Six Sigma Course Criticisms There are some who aren’t big fans of Six Sigma courses and

they are usually quick to point out some of the technique’s shortcomings. For one, there are those who say that the methodologies employed within the process are better suited for statisticians than business and manufacturing managers. And as with any managerial or production technique its success post-implementation usually varies (and sometimes fails to deliver) for certain companies. There are those who point out the fact that with the increasing importance of information technology and its surrounding infrastructures to a business’ success, Six Sigma courses fail to find themselves incorporated under this auspice in a meaningful and useful way. In addition, the (more) recent trend towards de-bureaucratizing and hierarchal flattening in many companies raises the question as to why process improvement should be left only in the hands of “Six Sigma Black Belts” and “Six Sigma Green Belts” as opposed to quality improvement being arisen at from all levels.
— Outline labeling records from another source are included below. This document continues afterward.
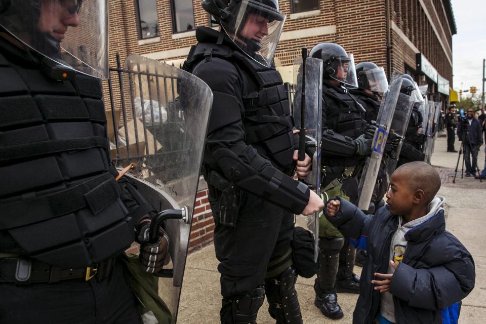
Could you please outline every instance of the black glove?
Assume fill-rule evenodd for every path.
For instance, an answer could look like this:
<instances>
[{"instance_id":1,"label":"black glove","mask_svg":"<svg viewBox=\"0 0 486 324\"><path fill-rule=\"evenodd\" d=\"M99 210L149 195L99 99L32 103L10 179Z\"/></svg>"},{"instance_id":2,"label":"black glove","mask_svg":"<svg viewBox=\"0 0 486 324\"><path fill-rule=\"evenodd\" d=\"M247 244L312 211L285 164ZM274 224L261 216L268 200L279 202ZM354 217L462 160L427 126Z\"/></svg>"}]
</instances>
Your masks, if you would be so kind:
<instances>
[{"instance_id":1,"label":"black glove","mask_svg":"<svg viewBox=\"0 0 486 324\"><path fill-rule=\"evenodd\" d=\"M360 135L354 140L355 154L359 155L368 155L371 153L371 139L367 138L364 135Z\"/></svg>"},{"instance_id":2,"label":"black glove","mask_svg":"<svg viewBox=\"0 0 486 324\"><path fill-rule=\"evenodd\" d=\"M375 132L378 127L376 125L376 122L371 120L370 124L364 127L364 137L367 139L373 139L375 136Z\"/></svg>"},{"instance_id":3,"label":"black glove","mask_svg":"<svg viewBox=\"0 0 486 324\"><path fill-rule=\"evenodd\" d=\"M146 219L139 224L137 228L137 241L140 244L139 257L145 271L149 273L156 273L169 261L169 236L160 227L159 237L155 243L148 241L150 224L152 221Z\"/></svg>"}]
</instances>

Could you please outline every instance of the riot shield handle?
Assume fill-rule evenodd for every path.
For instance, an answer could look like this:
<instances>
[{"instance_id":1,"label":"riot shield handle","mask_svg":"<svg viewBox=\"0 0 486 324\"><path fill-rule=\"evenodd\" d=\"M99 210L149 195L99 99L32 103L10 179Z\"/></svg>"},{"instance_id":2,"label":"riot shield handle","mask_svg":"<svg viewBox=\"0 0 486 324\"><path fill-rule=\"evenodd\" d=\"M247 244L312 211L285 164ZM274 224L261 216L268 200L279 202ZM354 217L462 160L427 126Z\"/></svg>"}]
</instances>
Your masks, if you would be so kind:
<instances>
[{"instance_id":1,"label":"riot shield handle","mask_svg":"<svg viewBox=\"0 0 486 324\"><path fill-rule=\"evenodd\" d=\"M305 158L305 60L307 58L307 48L302 48L302 94L300 109L300 129L299 130L299 160Z\"/></svg>"},{"instance_id":2,"label":"riot shield handle","mask_svg":"<svg viewBox=\"0 0 486 324\"><path fill-rule=\"evenodd\" d=\"M187 223L188 218L187 214L187 208L184 207L181 209L166 209L156 215L152 219L152 222L150 223L148 241L153 244L158 239L158 229L162 224L162 222L168 219L182 219Z\"/></svg>"},{"instance_id":3,"label":"riot shield handle","mask_svg":"<svg viewBox=\"0 0 486 324\"><path fill-rule=\"evenodd\" d=\"M156 215L152 219L150 228L149 230L148 241L155 243L159 238L160 233L158 229L162 222L168 219L181 219L184 222L188 224L190 221L188 217L188 210L186 206L181 209L166 209ZM161 278L173 278L174 269L163 269L159 272L154 273L154 275Z\"/></svg>"}]
</instances>

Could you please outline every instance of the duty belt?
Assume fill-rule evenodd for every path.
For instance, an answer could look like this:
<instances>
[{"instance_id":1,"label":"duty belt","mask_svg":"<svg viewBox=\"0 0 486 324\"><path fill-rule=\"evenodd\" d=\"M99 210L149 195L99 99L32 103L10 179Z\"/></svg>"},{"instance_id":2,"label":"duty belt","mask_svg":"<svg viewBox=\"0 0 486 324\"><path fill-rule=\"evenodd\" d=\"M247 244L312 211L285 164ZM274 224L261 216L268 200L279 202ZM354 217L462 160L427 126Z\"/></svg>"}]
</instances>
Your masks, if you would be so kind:
<instances>
[{"instance_id":1,"label":"duty belt","mask_svg":"<svg viewBox=\"0 0 486 324\"><path fill-rule=\"evenodd\" d=\"M111 273L115 258L86 268L61 268L26 258L0 258L0 282L17 285L53 284L61 280L96 278L101 281Z\"/></svg>"}]
</instances>

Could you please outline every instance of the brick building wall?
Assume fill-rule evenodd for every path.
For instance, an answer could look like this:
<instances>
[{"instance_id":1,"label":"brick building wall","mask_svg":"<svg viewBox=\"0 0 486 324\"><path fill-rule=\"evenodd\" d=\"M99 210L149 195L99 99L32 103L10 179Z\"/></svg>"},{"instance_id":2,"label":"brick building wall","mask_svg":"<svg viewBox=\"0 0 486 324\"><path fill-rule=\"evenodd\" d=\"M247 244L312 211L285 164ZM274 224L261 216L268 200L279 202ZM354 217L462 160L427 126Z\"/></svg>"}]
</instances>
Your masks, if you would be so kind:
<instances>
[{"instance_id":1,"label":"brick building wall","mask_svg":"<svg viewBox=\"0 0 486 324\"><path fill-rule=\"evenodd\" d=\"M109 0L110 66L116 65L117 52L122 58L122 65L123 58L133 53L178 66L190 47L196 44L194 30L173 32L171 2L156 1L159 35L141 39L137 1ZM392 71L404 73L406 67L415 70L416 54L421 53L450 81L452 87L452 42L455 25L451 21L453 16L449 0L388 1ZM356 63L372 61L387 70L387 0L319 0L318 10L300 13L291 12L291 0L280 0L279 4L287 18L275 60L285 80L292 81L292 64L294 58L300 55L302 46L310 50L325 42L343 46L348 53L354 54ZM210 26L209 15L201 8L200 0L193 0L192 4L195 25ZM420 76L414 76L420 83ZM120 106L117 77L113 78L112 84L114 106L117 108ZM107 84L104 86L107 94ZM105 100L109 104L108 97ZM207 195L205 187L197 194L189 244L191 251L212 241L214 225Z\"/></svg>"}]
</instances>

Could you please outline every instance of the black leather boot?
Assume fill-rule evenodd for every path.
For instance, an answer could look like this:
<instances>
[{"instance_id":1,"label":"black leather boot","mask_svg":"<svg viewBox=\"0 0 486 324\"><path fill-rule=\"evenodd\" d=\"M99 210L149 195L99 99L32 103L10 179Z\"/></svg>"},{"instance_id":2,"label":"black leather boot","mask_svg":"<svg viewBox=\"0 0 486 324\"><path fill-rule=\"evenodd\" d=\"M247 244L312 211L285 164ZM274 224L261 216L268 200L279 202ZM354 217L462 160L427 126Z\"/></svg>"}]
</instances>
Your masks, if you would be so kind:
<instances>
[{"instance_id":1,"label":"black leather boot","mask_svg":"<svg viewBox=\"0 0 486 324\"><path fill-rule=\"evenodd\" d=\"M356 248L345 243L339 254L339 268L336 279L336 290L338 293L359 293L359 277L353 273Z\"/></svg>"},{"instance_id":2,"label":"black leather boot","mask_svg":"<svg viewBox=\"0 0 486 324\"><path fill-rule=\"evenodd\" d=\"M344 239L321 239L319 244L320 268L314 284L315 300L314 304L327 317L332 319L342 318L344 314L338 304L336 293L336 274L339 262L339 251Z\"/></svg>"}]
</instances>

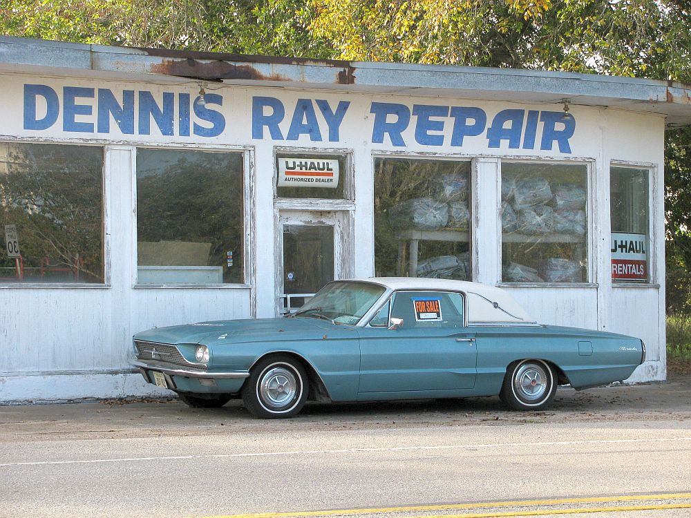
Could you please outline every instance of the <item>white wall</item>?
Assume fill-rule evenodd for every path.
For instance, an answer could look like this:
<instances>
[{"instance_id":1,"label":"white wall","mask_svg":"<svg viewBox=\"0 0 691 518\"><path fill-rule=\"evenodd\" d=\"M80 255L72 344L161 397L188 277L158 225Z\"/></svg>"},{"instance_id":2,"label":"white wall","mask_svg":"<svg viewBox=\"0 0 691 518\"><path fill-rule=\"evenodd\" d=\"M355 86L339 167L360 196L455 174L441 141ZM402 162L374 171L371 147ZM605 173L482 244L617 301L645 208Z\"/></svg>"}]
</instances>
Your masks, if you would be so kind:
<instances>
[{"instance_id":1,"label":"white wall","mask_svg":"<svg viewBox=\"0 0 691 518\"><path fill-rule=\"evenodd\" d=\"M59 93L64 86L110 88L116 98L125 89L150 91L155 97L164 91L189 93L194 82L163 86L151 84L96 83L75 77L42 78L7 74L0 75L0 140L68 142L101 144L106 146L105 207L106 281L101 287L0 286L0 401L64 399L142 394L152 390L139 374L128 370L131 335L152 326L163 326L217 318L272 316L276 286L274 272L275 225L272 178L274 147L294 146L316 150L338 148L352 153L354 168L355 208L353 251L354 274L373 273L372 160L382 154L410 154L473 158L475 234L473 259L475 280L500 280L500 224L497 218L500 198L500 159L522 157L586 163L590 168L589 215L591 249L590 283L572 287L510 287L526 309L545 323L601 329L639 336L648 347L649 361L632 378L634 381L661 380L665 376L664 334L664 234L663 210L663 139L664 120L601 108L571 106L577 121L569 140L571 153L558 149L540 151L538 131L536 149L509 149L506 142L499 148L488 147L483 135L466 137L462 147L450 145L451 121L446 119L444 144L415 142L414 124L404 132L406 146L372 143L372 102L444 106L477 106L487 114L488 124L502 110L520 108L560 111L560 104L545 105L510 101L497 102L410 99L385 95L325 91L290 91L278 88L249 89L219 87L207 92L221 95L223 106L215 106L226 122L225 131L213 137L164 136L152 124L151 135L122 135L111 121L111 133L65 132L58 122L45 131L23 127L25 84L39 84ZM216 88L214 86L214 88ZM282 102L286 117L280 124L285 137L293 108L299 99L326 99L334 108L340 101L350 106L340 127L338 142L328 142L329 128L317 110L322 142L303 135L296 141L272 140L268 135L254 139L251 109L253 96L267 96ZM558 97L556 95L556 97ZM95 99L79 100L91 104ZM44 109L39 107L39 109ZM316 109L316 107L315 107ZM60 116L64 115L61 106ZM78 115L77 120L95 122L95 115ZM200 122L200 124L202 122ZM432 132L441 135L442 132ZM246 226L248 238L247 285L223 287L135 287L136 222L134 204L135 147L138 145L185 145L214 149L243 150L247 153L248 210L252 220ZM609 276L609 178L610 161L624 161L654 171L652 224L654 242L651 256L653 283L638 287L612 288ZM477 236L482 236L482 238ZM643 325L642 323L646 323ZM654 325L647 323L653 322Z\"/></svg>"}]
</instances>

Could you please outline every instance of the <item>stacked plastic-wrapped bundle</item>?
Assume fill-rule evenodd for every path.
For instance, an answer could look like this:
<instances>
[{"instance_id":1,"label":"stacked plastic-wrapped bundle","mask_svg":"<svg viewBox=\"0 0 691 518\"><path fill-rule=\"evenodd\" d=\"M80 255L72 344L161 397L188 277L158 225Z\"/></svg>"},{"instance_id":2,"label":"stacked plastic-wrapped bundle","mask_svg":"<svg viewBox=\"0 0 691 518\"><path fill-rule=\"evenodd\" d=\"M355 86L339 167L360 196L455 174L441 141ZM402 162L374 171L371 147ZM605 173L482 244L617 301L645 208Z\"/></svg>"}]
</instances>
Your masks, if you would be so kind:
<instances>
[{"instance_id":1,"label":"stacked plastic-wrapped bundle","mask_svg":"<svg viewBox=\"0 0 691 518\"><path fill-rule=\"evenodd\" d=\"M554 183L542 177L515 180L502 177L502 229L504 232L540 236L586 233L586 191L572 183ZM502 278L514 282L574 282L582 280L578 261L562 258L540 260L535 268L509 262Z\"/></svg>"},{"instance_id":2,"label":"stacked plastic-wrapped bundle","mask_svg":"<svg viewBox=\"0 0 691 518\"><path fill-rule=\"evenodd\" d=\"M542 277L547 282L578 282L580 280L580 265L578 261L552 257L545 262Z\"/></svg>"},{"instance_id":3,"label":"stacked plastic-wrapped bundle","mask_svg":"<svg viewBox=\"0 0 691 518\"><path fill-rule=\"evenodd\" d=\"M416 271L418 277L439 279L467 279L470 277L470 254L439 256L420 261Z\"/></svg>"},{"instance_id":4,"label":"stacked plastic-wrapped bundle","mask_svg":"<svg viewBox=\"0 0 691 518\"><path fill-rule=\"evenodd\" d=\"M525 265L509 262L502 268L502 278L507 282L544 282L538 271Z\"/></svg>"},{"instance_id":5,"label":"stacked plastic-wrapped bundle","mask_svg":"<svg viewBox=\"0 0 691 518\"><path fill-rule=\"evenodd\" d=\"M389 222L401 230L438 230L448 223L448 205L429 198L406 200L389 209Z\"/></svg>"}]
</instances>

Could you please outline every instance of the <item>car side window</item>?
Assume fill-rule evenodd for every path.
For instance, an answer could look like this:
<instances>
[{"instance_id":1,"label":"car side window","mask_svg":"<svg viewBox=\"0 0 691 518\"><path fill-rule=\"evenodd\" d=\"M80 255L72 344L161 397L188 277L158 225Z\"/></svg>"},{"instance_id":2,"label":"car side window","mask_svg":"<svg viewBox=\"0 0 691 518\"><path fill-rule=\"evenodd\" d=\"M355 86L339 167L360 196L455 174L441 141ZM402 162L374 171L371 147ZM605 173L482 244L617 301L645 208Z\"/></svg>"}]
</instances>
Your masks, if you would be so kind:
<instances>
[{"instance_id":1,"label":"car side window","mask_svg":"<svg viewBox=\"0 0 691 518\"><path fill-rule=\"evenodd\" d=\"M377 314L372 317L370 320L370 325L375 327L388 327L388 312L391 307L391 299L386 301L386 303L381 307L381 309L377 311Z\"/></svg>"},{"instance_id":2,"label":"car side window","mask_svg":"<svg viewBox=\"0 0 691 518\"><path fill-rule=\"evenodd\" d=\"M392 318L402 318L404 329L463 327L463 296L447 291L398 291Z\"/></svg>"}]
</instances>

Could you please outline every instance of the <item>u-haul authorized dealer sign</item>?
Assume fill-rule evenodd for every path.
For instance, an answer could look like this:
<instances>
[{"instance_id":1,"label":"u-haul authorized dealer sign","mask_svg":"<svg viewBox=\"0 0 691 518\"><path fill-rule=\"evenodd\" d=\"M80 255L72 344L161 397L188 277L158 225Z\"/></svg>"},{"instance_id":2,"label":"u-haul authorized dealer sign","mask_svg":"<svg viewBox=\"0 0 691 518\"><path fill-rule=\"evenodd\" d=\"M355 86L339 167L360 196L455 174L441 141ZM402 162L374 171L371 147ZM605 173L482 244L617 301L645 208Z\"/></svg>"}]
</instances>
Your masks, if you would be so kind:
<instances>
[{"instance_id":1,"label":"u-haul authorized dealer sign","mask_svg":"<svg viewBox=\"0 0 691 518\"><path fill-rule=\"evenodd\" d=\"M339 161L318 158L278 159L279 187L325 187L339 185Z\"/></svg>"},{"instance_id":2,"label":"u-haul authorized dealer sign","mask_svg":"<svg viewBox=\"0 0 691 518\"><path fill-rule=\"evenodd\" d=\"M647 238L645 234L612 233L612 278L618 280L647 280Z\"/></svg>"}]
</instances>

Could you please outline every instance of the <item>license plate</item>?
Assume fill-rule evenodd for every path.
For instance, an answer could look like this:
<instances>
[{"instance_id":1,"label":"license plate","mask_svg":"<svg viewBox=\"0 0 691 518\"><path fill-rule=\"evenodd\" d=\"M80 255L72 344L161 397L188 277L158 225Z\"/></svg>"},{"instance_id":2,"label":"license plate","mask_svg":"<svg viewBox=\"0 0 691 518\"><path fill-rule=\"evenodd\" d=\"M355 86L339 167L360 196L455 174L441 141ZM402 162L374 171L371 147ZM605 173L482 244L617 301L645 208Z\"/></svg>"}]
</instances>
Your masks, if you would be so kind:
<instances>
[{"instance_id":1,"label":"license plate","mask_svg":"<svg viewBox=\"0 0 691 518\"><path fill-rule=\"evenodd\" d=\"M153 381L156 384L156 386L168 388L168 383L166 383L166 376L163 375L163 373L155 370L151 372L153 372Z\"/></svg>"}]
</instances>

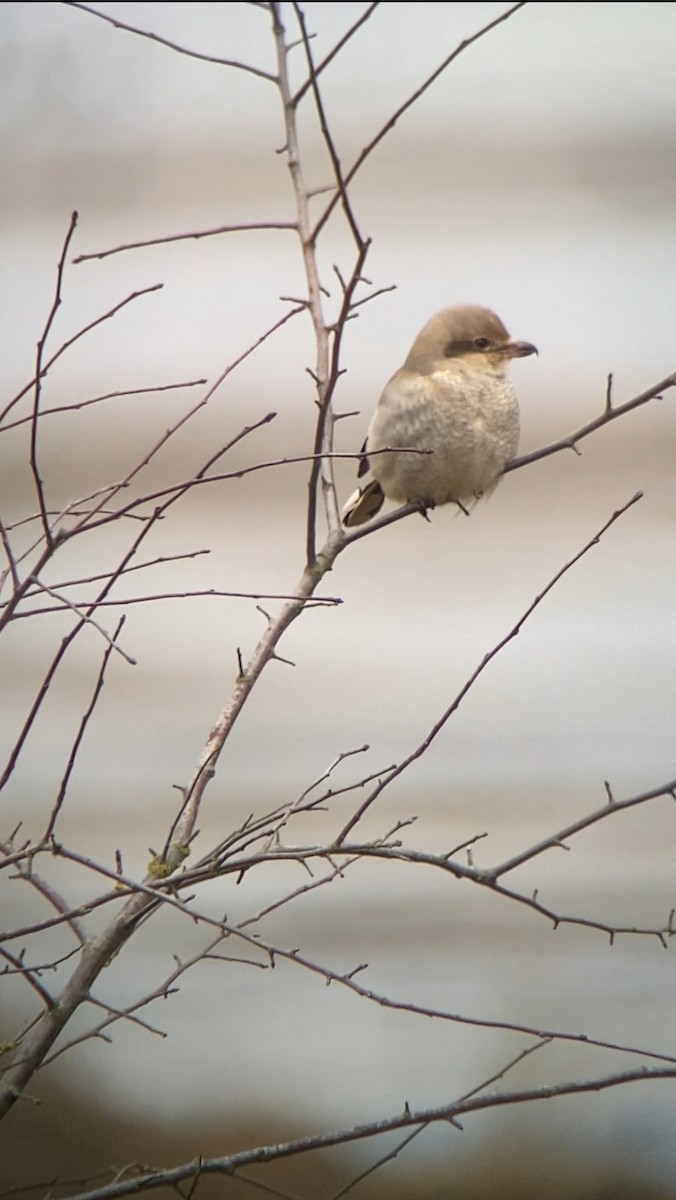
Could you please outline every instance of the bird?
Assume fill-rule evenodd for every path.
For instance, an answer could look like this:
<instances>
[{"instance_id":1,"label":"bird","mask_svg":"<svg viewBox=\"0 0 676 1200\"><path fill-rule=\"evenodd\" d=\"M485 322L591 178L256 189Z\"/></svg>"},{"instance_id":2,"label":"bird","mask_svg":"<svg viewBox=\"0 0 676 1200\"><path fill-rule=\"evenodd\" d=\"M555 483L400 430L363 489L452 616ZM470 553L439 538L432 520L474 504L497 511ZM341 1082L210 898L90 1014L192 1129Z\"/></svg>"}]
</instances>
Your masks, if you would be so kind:
<instances>
[{"instance_id":1,"label":"bird","mask_svg":"<svg viewBox=\"0 0 676 1200\"><path fill-rule=\"evenodd\" d=\"M349 497L345 524L370 521L385 498L426 514L450 503L467 511L489 496L519 449L509 362L537 353L490 308L455 305L431 317L378 401L358 470L371 479Z\"/></svg>"}]
</instances>

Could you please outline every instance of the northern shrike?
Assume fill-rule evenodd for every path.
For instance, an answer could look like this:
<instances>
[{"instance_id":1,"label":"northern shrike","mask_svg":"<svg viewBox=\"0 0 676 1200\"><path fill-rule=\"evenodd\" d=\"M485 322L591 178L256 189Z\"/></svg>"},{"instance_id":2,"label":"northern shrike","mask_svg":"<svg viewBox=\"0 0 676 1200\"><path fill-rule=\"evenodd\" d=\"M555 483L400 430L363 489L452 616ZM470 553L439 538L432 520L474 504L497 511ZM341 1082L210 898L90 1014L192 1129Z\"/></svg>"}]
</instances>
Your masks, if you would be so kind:
<instances>
[{"instance_id":1,"label":"northern shrike","mask_svg":"<svg viewBox=\"0 0 676 1200\"><path fill-rule=\"evenodd\" d=\"M371 480L345 505L346 526L369 521L385 497L463 506L492 492L519 448L507 368L510 359L537 353L531 342L513 341L490 308L459 305L432 317L378 401L359 463L359 476L370 472Z\"/></svg>"}]
</instances>

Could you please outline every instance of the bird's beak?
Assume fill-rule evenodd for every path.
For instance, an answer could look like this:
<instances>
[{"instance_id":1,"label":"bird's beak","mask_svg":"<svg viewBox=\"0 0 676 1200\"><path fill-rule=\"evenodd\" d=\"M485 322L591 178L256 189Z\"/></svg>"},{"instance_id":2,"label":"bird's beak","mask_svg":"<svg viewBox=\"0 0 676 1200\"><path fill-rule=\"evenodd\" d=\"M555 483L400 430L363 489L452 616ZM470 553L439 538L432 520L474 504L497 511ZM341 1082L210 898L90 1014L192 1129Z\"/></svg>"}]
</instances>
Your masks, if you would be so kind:
<instances>
[{"instance_id":1,"label":"bird's beak","mask_svg":"<svg viewBox=\"0 0 676 1200\"><path fill-rule=\"evenodd\" d=\"M528 354L537 354L538 347L532 342L513 342L512 338L504 347L504 353L510 359L526 359Z\"/></svg>"}]
</instances>

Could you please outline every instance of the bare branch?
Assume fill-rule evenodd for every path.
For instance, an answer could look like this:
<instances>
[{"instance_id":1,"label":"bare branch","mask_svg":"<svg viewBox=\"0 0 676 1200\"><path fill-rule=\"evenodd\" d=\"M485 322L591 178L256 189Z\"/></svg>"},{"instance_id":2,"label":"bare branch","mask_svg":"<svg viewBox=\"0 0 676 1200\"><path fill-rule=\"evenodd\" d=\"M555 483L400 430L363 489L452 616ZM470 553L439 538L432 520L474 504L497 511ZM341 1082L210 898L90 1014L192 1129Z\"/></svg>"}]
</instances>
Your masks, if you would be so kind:
<instances>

Some question why it advocates only incremental improvement as opposed to more radical breakthroughs in process improvement or enhanced production qualities. And finally, some believe that it may not be particularly conducive to innovationcentric organizations. However it may be the case that Six Sigma courses critics are being too liberal in their applicability of the approach. Perhaps for some companies Six Sigma courses are better suited only to the realm of product manufacturing, where the benefit of the reduction of defects to only 1 in 6 standard deviations is made the most apparent. After all, it would probably make little sense from a cost perspective to apply Six Sigma courses to business processes in which the possible gains realized from decreasing defects (say, fixing blotches on a few sales brochures) does not make up for the time and cost that went into the implementation of the Six Sigma courses.